10 Perfect Albums That Artists Don't Want To Talk About
6. Let It Be - The Beatles
Towards the end of the '60s, the Beatles' band of brothers image started to have more than a few cracks in the foundation. Even though the band themselves were still at their creative best, you could tell that they were starting to move away from each other artistically, having more than enough material than could even fit on a Beatles project. Once the band started to get back to their roots though, everything started to fall apart even more.
While the origins of Let It Be may have been to rebuild that sense of camaraderie that the scrappy band from Liverpool had, the sessions for this record were an absolute disaster, with John and Paul not really seeing eye to eye on what songs should be used and George Harrison getting pushed off to the side, despite having some of his best songs in the can like All Things Must Pass.

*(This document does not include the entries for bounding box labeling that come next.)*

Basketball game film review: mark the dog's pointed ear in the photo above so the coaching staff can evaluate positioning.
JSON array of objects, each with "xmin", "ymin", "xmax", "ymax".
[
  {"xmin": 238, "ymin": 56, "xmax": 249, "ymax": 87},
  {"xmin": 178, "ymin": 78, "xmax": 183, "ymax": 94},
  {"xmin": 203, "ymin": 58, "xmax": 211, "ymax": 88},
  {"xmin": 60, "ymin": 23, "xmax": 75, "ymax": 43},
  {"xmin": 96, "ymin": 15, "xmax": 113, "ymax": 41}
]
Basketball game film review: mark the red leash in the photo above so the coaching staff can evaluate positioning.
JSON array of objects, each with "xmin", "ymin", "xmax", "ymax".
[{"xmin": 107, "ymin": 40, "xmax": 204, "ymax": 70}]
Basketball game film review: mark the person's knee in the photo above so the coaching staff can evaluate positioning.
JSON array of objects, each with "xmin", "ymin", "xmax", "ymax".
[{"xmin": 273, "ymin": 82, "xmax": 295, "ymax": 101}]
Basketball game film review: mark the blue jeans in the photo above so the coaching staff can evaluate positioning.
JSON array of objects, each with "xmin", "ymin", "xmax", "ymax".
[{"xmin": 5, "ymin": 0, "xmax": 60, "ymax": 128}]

Those were the actual sessions though. What the band were really pissed off about was what happened after, with Let It Be being rush released as the Beatles' swan song despite already handing in their true final album Abbey Road, along with Phil Spector's Wall of Sound production making decent songs sound overly indulgent by comparison. Not every band can have a glowing final chapter to end things on, but Let It Be doesn't even act as a swan song that much. This is just an album that was never supposed to see the light of day, but for some reason was released kicking and screaming out the door.